Denoising AutoEncoder - Documentation

A PyTorch implementation of a Denoising Autoencoder (DAE) for single-channel speech enhancement, following the approach of Lu et al. (2013) and with architecture choices informed by Nossier et al. (2020).

The model learns a direct mapping from noisy spectral features to clean spectral features. At inference time only the noisy side is available: the encoder compresses it into a bottleneck, and the decoder reconstructs a clean estimate from that bottleneck.

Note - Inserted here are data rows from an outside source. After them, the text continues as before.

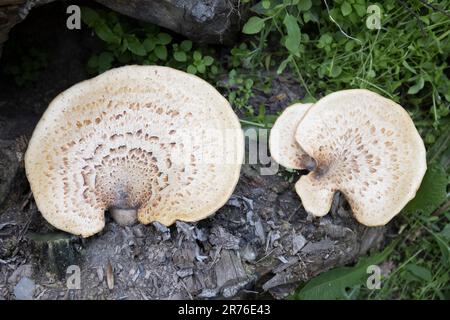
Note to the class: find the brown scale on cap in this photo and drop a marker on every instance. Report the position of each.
(365, 146)
(284, 149)
(138, 141)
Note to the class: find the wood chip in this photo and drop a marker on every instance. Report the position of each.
(110, 276)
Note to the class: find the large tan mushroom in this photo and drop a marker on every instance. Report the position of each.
(138, 140)
(284, 149)
(365, 146)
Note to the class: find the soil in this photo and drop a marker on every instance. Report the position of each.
(261, 244)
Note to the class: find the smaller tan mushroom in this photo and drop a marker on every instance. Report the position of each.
(284, 149)
(366, 147)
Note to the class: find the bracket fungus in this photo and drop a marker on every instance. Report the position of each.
(284, 149)
(366, 147)
(143, 142)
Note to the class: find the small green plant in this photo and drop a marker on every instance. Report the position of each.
(328, 46)
(145, 44)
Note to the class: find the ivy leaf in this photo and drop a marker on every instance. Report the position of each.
(180, 56)
(197, 56)
(89, 16)
(135, 46)
(105, 33)
(164, 38)
(191, 69)
(201, 68)
(304, 5)
(161, 52)
(432, 192)
(333, 284)
(253, 25)
(420, 272)
(186, 45)
(284, 64)
(105, 60)
(208, 60)
(149, 44)
(346, 8)
(292, 42)
(417, 87)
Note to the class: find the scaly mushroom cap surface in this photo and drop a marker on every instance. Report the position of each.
(284, 149)
(149, 138)
(366, 147)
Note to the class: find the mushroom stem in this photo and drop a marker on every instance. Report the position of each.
(308, 163)
(124, 217)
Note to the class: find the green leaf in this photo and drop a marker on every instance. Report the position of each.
(161, 52)
(186, 45)
(164, 38)
(201, 68)
(335, 71)
(197, 56)
(360, 9)
(135, 46)
(346, 8)
(432, 192)
(104, 32)
(89, 16)
(149, 44)
(283, 65)
(208, 60)
(191, 69)
(253, 25)
(304, 5)
(333, 284)
(104, 61)
(292, 42)
(420, 272)
(417, 87)
(266, 4)
(180, 56)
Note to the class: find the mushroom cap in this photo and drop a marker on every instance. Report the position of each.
(284, 149)
(365, 146)
(149, 138)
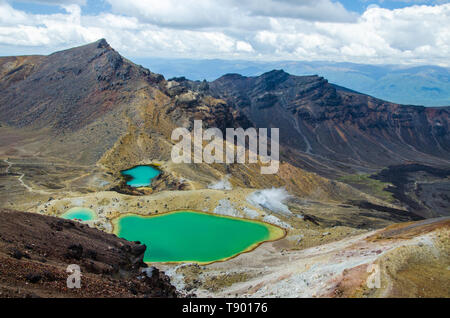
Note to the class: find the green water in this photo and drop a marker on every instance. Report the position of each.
(142, 176)
(191, 236)
(83, 214)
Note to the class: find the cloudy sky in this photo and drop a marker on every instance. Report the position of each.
(362, 31)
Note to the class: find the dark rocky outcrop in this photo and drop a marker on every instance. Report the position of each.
(35, 251)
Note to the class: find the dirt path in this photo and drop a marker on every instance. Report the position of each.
(20, 179)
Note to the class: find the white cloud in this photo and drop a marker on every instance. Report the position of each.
(412, 35)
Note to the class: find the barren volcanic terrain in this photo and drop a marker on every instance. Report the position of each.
(350, 166)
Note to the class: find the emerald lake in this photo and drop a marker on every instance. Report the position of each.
(83, 214)
(187, 236)
(141, 176)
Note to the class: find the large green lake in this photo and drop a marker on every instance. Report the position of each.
(83, 214)
(141, 176)
(187, 236)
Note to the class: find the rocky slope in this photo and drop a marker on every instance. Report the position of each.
(36, 250)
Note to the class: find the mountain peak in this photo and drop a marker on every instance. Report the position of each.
(102, 44)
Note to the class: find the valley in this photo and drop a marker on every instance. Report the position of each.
(361, 181)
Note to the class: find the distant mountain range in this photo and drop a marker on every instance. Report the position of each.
(91, 105)
(420, 85)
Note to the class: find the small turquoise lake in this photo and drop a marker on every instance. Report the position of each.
(187, 236)
(141, 176)
(83, 214)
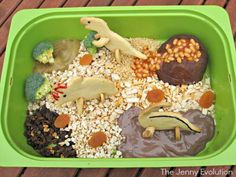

Noisy speech frame                    Clean speech estimate
        │                                      ▲
        ▼                                      │
 ┌─────────────┐    bottleneck z    ┌──────────────┐
 │   Encoder   │ ─────────────────► │    Decoder   │
 └─────────────┘                    └──────────────┘

References

  • Lu, X., Tsao, Y., Matsuda, S., & Hori, C. (2013). Speech Enhancement Based on Deep Denoising Autoencoder. INTERSPEECH 2013.

  • Nossier, Soha A., et al. An experimental analysis of deep learning architectures for supervised speech enhancement. _Electronics 10.1_ (2020): 17.

  • Thiemann, Joachim, Nobutaka Ito, and Emmanuel Vincent. The diverse environments multi-channel acoustic noise database (demand): A database of multichannel environmental noise recordings. _Proceedings of Meetings on Acoustics. Vol. 19. No. 1. Acoustical Society of America_, 2013.